Sad day for Alaska & the Iditarod

Four-time Iditarod champ Susan Butcher of Fairbanks lost her battle with leukemia treatment today about 2:30PM. Because of Susan, the slogan "Alaska, where men are men and women win the Iditarod" became popular. Butcher dominated the 1,100-mile sled dog race in the late 1980s.

In 1986, she became the second woman to win the grueling race from Anchorage to Nome. She added victories in 1987, 1988 and 1990 and finished in the top four through 1993.

"She has been known to walk in front of her team for 55 miles, with snow shoes, to lead them through snow storms, in non-racing situations, where she could have just as easily radioed for a plane to come and get her."

Susan Howlet Butcher was an animal lover, a business woman, a wife and a mother. She's also been called "the best competitive dog sled racer in the universe." There are many women who compete in sports, but not many who enter a race called the Iditarod, that takes her 1,152 miles across the Alaskan wilderness, enduring 100 m.p.h. winds, artic blizzards, snow blindness, wild animals, thin ice, sleep deprivation, avalanches, and whatever else mother nature feels like throwing at a person up in the land of the midnight sun -- and wins four times in a row.

Butcher has won this race, and others, so often that "Iditarod," as well as the sport of mushing, has become synonymous with her name.

In 1979, Butcher helped drive the first sled-dog team to the 20,320-foot summit of Mount McKinley, the highest peak in North America.
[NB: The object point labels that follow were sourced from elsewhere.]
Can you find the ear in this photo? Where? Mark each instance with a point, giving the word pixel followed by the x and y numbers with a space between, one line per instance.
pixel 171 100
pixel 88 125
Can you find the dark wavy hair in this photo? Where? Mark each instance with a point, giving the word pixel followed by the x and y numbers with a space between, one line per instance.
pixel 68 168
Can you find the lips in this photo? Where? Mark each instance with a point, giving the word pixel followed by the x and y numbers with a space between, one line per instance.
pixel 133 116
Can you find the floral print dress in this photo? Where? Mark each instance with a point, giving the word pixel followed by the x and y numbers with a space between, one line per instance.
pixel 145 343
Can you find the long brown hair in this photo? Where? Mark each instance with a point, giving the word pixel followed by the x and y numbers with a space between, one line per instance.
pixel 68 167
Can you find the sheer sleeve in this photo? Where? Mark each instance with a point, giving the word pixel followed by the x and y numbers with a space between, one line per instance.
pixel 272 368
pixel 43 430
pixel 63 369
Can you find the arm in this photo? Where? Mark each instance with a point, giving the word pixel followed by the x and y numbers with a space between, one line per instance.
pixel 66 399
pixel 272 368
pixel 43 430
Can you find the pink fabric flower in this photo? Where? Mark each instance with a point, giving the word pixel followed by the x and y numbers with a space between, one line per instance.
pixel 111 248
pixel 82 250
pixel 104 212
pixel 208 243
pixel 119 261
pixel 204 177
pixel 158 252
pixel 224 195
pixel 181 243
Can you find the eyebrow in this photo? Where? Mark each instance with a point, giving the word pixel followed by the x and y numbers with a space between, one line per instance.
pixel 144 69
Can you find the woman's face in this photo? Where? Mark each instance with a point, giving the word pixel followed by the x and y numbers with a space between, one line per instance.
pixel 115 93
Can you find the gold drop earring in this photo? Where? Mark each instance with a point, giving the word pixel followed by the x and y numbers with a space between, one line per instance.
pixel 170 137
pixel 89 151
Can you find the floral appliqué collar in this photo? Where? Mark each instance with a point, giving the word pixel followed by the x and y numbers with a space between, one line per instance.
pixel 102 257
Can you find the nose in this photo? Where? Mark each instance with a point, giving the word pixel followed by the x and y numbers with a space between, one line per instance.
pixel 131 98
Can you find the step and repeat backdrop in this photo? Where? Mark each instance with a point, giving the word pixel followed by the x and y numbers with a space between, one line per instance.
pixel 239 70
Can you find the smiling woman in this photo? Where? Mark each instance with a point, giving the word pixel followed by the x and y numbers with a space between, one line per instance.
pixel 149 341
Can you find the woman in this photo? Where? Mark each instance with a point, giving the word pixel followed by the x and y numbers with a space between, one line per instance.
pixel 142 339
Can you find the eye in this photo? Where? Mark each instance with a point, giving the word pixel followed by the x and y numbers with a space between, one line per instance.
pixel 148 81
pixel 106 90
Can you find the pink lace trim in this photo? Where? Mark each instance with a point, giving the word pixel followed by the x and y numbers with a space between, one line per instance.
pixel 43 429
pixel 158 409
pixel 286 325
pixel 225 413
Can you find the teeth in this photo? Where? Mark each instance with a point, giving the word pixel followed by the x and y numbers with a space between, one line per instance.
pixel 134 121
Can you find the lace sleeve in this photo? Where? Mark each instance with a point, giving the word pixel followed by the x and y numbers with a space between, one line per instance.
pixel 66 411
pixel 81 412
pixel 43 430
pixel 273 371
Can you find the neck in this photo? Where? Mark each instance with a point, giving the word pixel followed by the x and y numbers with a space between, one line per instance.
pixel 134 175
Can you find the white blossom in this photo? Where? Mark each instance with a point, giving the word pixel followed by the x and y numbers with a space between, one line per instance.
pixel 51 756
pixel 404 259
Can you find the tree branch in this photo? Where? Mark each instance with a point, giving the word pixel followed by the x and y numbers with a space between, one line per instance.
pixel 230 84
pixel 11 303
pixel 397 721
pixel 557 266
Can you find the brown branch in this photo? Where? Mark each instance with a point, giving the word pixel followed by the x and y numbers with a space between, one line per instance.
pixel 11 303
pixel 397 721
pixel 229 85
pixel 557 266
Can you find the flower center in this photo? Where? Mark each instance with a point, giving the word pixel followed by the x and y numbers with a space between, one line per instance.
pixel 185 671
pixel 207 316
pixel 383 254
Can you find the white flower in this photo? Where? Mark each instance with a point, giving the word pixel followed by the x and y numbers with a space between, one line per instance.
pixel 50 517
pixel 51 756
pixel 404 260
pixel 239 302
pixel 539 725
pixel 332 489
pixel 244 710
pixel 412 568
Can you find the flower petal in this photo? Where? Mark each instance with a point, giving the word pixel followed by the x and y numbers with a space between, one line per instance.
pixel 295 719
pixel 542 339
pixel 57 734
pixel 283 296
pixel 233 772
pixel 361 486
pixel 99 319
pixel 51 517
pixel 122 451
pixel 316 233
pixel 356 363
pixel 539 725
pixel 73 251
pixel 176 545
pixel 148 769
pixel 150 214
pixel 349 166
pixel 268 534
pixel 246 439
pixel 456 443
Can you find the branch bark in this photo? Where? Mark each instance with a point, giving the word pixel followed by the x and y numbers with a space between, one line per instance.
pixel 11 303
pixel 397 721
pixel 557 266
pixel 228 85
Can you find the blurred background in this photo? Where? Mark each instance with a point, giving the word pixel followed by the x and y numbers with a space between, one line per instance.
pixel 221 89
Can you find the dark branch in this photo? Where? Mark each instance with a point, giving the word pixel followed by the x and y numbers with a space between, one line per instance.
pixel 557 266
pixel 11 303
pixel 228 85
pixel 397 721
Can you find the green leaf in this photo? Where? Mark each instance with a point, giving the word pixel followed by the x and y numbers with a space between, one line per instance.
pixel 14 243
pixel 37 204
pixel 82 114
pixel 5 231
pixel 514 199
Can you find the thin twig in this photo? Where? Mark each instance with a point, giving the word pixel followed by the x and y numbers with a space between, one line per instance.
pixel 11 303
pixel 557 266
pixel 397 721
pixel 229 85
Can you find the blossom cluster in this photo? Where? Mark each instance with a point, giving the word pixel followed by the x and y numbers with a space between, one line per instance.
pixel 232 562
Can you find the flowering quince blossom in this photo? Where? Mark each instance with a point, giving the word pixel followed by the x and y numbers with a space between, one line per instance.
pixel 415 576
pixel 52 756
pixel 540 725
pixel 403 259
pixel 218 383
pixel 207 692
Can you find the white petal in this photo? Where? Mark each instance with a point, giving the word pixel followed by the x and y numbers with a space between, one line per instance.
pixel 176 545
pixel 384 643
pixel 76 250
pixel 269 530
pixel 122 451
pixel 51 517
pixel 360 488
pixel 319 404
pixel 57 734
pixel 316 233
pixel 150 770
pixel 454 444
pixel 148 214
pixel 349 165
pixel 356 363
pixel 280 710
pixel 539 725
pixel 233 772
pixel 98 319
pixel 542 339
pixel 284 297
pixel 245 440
Butcher ran her last Iditarod in 1994 when she decided to have children. She has two daughters, Tekla and Chisana, with her husband, attorney and musher David Monson.

Three years ago, when she was considering a comeback, doctors found Butcher had polycythemia vera, a rare disease that causes the bone marrow to produce excess blood.

Susan Butcher was 51. A sad and dark cloud hangs over Alaska today.